In diesem Special wollen wir euch Metal-relevante Film-Highlights in Form von Kurzreviews vorstellen. Während wir euch in Teil 1 des Specials eine genreübergreifende Auswahl an einschlägigen Spielfilmen präsentiert haben, werfen wir für euch in diesem zweiten Teil einen Blick auf spannende Band- und Szene-Dokumentationen.
Amon Amarth – The Pursuit Of Vikings
Mit „The Pursuit Of Vikings: 25 Years In The Eye Of The Storm” legen AMON AMARTH eine knapp 100 Minuten lange Dokumentation vor, die vor allem die persönliche Seite der Band unterstreicht. Waren Johann „Big J“ Hegg und seine Mitstreiter zu „privaten“ Themen bislang eher verschwiegen, geben sie hier tiefe Einblicke in ihr Leben vor und abseits der schwedischen Combo.

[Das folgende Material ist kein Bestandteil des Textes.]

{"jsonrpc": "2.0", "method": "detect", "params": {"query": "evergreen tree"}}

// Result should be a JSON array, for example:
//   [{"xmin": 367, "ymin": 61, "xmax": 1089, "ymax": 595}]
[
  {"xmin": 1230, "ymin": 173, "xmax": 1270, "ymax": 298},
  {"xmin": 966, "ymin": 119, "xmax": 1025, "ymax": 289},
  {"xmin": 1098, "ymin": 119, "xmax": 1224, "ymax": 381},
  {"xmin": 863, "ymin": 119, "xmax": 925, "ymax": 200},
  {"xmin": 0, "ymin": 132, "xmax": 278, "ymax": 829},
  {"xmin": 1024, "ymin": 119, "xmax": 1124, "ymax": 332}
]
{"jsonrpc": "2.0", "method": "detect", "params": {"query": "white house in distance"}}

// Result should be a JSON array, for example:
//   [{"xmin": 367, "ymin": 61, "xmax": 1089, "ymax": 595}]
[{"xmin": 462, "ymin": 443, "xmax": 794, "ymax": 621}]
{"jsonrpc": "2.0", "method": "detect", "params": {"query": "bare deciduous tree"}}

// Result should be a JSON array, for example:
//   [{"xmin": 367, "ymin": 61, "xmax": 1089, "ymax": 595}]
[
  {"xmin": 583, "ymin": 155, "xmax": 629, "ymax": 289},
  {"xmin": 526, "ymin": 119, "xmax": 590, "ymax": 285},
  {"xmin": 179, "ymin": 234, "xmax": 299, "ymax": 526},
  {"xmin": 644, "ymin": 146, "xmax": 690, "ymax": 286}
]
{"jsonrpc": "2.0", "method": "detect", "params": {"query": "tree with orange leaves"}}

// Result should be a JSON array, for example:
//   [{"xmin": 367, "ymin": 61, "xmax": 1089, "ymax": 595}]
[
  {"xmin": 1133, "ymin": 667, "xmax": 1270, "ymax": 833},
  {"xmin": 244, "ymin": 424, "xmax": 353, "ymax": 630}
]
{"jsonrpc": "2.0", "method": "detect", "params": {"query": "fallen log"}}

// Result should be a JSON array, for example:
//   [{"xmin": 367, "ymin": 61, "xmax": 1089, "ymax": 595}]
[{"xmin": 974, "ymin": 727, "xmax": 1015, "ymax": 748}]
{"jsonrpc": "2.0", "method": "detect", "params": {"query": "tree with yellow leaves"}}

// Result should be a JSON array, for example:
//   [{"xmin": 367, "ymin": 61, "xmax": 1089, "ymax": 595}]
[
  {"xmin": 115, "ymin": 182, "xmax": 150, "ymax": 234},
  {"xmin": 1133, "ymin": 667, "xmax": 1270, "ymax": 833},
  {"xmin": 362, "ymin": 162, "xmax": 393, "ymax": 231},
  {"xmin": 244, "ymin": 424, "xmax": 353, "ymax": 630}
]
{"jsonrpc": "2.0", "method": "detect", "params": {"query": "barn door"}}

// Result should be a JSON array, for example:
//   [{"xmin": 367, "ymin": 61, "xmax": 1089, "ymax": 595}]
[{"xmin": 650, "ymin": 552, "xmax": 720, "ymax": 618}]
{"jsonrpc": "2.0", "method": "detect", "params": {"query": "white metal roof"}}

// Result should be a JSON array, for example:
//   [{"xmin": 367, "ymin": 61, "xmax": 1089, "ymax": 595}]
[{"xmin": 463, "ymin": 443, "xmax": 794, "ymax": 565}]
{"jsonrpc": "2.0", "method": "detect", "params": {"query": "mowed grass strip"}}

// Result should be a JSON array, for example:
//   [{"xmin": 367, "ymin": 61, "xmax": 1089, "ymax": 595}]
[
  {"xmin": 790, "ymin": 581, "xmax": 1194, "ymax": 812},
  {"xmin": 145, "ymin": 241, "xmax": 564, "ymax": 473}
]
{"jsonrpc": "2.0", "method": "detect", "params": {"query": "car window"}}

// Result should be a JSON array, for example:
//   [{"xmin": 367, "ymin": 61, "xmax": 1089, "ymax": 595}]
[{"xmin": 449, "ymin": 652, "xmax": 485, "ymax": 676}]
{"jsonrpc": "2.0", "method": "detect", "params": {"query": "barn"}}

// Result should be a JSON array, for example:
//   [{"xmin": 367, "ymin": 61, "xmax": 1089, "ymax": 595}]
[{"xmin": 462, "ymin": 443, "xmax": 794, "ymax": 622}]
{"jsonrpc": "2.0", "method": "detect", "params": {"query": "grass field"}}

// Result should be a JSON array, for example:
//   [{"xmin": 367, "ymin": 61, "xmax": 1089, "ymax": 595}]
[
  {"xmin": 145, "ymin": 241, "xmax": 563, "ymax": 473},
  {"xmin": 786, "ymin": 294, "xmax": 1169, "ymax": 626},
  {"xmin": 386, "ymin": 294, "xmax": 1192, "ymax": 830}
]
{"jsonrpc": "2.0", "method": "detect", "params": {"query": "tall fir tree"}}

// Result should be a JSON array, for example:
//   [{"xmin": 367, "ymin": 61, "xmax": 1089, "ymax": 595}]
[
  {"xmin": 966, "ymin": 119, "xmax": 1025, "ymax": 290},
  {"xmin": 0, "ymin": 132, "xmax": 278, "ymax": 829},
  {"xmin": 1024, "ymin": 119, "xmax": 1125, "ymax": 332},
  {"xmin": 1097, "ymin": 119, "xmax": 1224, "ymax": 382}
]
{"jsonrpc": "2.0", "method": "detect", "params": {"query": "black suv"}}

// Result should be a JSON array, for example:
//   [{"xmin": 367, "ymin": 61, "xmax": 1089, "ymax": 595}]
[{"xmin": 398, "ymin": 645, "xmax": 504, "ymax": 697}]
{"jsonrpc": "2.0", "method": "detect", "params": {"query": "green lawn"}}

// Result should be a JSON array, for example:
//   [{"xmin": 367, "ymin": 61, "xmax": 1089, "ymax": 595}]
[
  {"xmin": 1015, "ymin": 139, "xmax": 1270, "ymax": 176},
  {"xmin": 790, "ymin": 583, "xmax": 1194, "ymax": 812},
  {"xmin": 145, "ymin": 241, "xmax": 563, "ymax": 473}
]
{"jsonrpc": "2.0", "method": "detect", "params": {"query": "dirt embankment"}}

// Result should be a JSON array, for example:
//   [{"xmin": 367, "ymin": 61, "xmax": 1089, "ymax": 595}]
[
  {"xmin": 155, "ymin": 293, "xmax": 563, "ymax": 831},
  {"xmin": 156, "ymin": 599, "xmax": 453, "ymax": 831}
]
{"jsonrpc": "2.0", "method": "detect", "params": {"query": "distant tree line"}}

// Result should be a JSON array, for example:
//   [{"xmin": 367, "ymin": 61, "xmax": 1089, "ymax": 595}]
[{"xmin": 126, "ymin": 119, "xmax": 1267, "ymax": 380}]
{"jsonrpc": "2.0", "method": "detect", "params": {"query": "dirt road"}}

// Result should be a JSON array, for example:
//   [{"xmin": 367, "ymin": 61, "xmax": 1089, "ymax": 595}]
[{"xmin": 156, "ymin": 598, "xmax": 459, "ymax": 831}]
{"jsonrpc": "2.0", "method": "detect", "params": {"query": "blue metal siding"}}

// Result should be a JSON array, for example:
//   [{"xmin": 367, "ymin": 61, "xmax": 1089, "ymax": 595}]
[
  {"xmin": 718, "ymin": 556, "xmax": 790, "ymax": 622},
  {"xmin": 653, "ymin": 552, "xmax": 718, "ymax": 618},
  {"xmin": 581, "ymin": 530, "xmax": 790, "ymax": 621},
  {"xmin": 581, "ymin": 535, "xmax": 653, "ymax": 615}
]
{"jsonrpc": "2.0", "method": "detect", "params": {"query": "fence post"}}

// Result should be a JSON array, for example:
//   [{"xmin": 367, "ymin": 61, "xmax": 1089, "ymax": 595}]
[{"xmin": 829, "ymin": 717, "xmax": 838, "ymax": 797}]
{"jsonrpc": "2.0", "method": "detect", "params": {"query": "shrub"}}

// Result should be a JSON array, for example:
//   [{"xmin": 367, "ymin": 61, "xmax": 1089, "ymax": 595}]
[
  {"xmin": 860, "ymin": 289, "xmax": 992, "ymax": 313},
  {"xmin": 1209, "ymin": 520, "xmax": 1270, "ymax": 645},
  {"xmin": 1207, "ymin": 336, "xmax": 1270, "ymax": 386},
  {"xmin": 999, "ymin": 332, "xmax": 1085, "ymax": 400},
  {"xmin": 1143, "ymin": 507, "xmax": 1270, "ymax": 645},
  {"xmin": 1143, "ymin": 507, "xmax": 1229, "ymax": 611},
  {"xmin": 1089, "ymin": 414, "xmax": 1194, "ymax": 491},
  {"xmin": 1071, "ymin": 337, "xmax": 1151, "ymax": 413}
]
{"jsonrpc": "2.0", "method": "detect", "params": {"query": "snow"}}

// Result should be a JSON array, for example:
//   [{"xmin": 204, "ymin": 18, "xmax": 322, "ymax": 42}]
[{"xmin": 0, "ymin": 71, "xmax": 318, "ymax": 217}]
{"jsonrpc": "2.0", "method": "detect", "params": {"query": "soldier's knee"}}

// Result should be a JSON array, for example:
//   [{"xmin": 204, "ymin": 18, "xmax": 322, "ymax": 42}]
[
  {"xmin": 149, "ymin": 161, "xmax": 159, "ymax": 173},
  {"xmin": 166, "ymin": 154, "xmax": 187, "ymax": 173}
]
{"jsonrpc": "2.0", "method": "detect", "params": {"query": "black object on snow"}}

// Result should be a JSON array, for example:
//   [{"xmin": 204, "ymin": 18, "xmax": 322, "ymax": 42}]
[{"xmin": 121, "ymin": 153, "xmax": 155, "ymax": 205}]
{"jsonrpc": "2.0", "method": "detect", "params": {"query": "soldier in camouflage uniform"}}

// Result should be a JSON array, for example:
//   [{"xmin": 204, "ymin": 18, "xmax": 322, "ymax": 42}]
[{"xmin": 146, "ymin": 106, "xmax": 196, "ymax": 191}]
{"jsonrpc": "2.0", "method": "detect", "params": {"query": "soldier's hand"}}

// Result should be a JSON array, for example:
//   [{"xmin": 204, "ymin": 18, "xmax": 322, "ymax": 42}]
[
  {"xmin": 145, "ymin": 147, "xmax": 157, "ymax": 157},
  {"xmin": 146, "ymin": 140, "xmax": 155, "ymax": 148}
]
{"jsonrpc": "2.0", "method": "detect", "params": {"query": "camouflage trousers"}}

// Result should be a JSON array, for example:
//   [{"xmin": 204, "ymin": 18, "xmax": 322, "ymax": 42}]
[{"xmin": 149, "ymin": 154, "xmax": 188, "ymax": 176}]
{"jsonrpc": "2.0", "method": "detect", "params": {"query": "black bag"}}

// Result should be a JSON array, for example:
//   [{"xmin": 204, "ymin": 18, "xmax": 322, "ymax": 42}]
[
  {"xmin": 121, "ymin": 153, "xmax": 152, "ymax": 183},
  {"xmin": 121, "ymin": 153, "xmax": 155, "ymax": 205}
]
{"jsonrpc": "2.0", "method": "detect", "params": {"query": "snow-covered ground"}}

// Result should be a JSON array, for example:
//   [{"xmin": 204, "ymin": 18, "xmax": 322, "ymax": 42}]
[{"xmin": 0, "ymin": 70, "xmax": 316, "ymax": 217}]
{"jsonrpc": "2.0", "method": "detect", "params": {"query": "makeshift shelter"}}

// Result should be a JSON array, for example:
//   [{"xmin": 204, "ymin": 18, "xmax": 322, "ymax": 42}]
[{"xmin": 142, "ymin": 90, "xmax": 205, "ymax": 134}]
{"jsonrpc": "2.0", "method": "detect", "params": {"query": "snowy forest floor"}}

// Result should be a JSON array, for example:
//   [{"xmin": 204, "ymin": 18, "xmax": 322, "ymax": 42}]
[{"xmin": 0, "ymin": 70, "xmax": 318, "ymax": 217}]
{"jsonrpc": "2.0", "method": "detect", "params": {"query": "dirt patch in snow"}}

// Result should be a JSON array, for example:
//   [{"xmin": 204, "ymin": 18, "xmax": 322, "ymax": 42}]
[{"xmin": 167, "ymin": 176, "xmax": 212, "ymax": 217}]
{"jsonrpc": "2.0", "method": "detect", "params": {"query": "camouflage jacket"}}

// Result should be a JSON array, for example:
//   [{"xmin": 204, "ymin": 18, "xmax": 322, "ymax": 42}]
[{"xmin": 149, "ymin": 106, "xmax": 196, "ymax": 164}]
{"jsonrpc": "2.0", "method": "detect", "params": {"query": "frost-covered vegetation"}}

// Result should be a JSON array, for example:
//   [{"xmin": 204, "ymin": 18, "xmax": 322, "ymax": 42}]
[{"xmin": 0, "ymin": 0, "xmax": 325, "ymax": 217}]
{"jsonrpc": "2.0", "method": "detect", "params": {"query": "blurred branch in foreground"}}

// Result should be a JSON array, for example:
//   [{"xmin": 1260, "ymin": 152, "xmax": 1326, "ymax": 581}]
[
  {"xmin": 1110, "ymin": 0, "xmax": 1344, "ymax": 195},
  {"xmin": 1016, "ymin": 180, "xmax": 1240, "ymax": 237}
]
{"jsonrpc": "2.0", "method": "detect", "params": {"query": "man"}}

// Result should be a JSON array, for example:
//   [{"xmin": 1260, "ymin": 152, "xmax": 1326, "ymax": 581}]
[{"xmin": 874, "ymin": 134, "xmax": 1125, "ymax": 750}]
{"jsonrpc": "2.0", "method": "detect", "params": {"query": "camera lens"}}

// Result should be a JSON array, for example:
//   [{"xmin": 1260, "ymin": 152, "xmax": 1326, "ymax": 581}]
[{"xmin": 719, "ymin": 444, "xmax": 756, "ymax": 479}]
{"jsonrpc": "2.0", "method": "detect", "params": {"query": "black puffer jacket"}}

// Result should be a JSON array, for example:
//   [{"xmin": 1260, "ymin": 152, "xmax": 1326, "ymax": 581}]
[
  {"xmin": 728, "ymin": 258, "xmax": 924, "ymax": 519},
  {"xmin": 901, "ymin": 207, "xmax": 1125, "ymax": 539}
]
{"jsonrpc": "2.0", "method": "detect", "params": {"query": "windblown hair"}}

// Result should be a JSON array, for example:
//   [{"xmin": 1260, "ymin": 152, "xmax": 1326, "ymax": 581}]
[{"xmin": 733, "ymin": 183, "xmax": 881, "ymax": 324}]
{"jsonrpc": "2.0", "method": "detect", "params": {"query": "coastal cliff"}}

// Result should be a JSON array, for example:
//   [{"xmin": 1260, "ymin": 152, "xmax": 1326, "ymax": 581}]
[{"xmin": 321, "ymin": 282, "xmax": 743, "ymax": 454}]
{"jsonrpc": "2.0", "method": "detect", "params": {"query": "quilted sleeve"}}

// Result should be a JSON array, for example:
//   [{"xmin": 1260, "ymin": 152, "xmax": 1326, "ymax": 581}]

Fotoalben aus der Jugend werden hervorgeholt, Erinnerungen geteilt und interessante Zusammenhänge dargelegt: Man erfährt, wie sich die Gruppe zusammengefunden hat, besucht mit den Protagonisten Orte, die ihr Leben geprägt haben und wird dabei – der Ritterschlag für jede Banddokumentation – immer wieder emotional berührt. Etwa wenn Hegg im Gespräch über den 2013 verstorbenen Metal-Blade-Europe-Gründer und Summer-Breeze-Mitveranstalter Michael Trengert nach Worten ringt oder aber unter schallendem Gelächter eine von unzähligen Anekdoten aus 25 Jahren AMON AMARTH preisgibt. Dem Team um Produzent Alexander Milas und Regisseur Phil Wallis ist damit ein so bandnaher wie kurzweiliger Film gelungen, der den nunmehr 25-jährigen Siegeszug der Schweden lebendig dokumentiert und den Betrachter tief in die Welt der Wikingertruppe eintauchen lässt. (Moritz Grütz)
The Story Of Anvil
Mit ihrem von Sacha Gervasi umgesetzten Dokumentarfilm „The Story Of Anvil“ wurden die kanadischen Metal-Urgesteine ANVIL über Nacht von absoluten Underdogs zu Szene-Lieblingen. Und das aus gutem Grund: vermutlich gibt es keinen liebevoller produzierten, authentischeren und sehenswerteren Musikfilm als diesen – eine Art reales „This Is Spinal Tap“ und unprätentiöses „Some Kind Of Monster“ in einem. „The Story Of Anvil“ zeigt mit 174 Gästen im Stadion, handgemalten Postern und ermüdenden Tagesjobs den harten – und oft enttäuschenden – Alltag tourender Bands im Schatten von Giganten wie Metallica und Kiss, und präsentiert auf herzerwärmende Art und Weise eine echte, aufrechte und bedingungslose Liebe zur Musik. Wer verstehen will, was Bands auf dem Weg an die vermeintliche Spitze durchmachen, wie undankbar der Kampf um die eigene kreative Vision oftmals sein kann und warum sich das alles am Ende trotzdem lohnt, muss diesen Film gesehen haben. (Thomas Meyns)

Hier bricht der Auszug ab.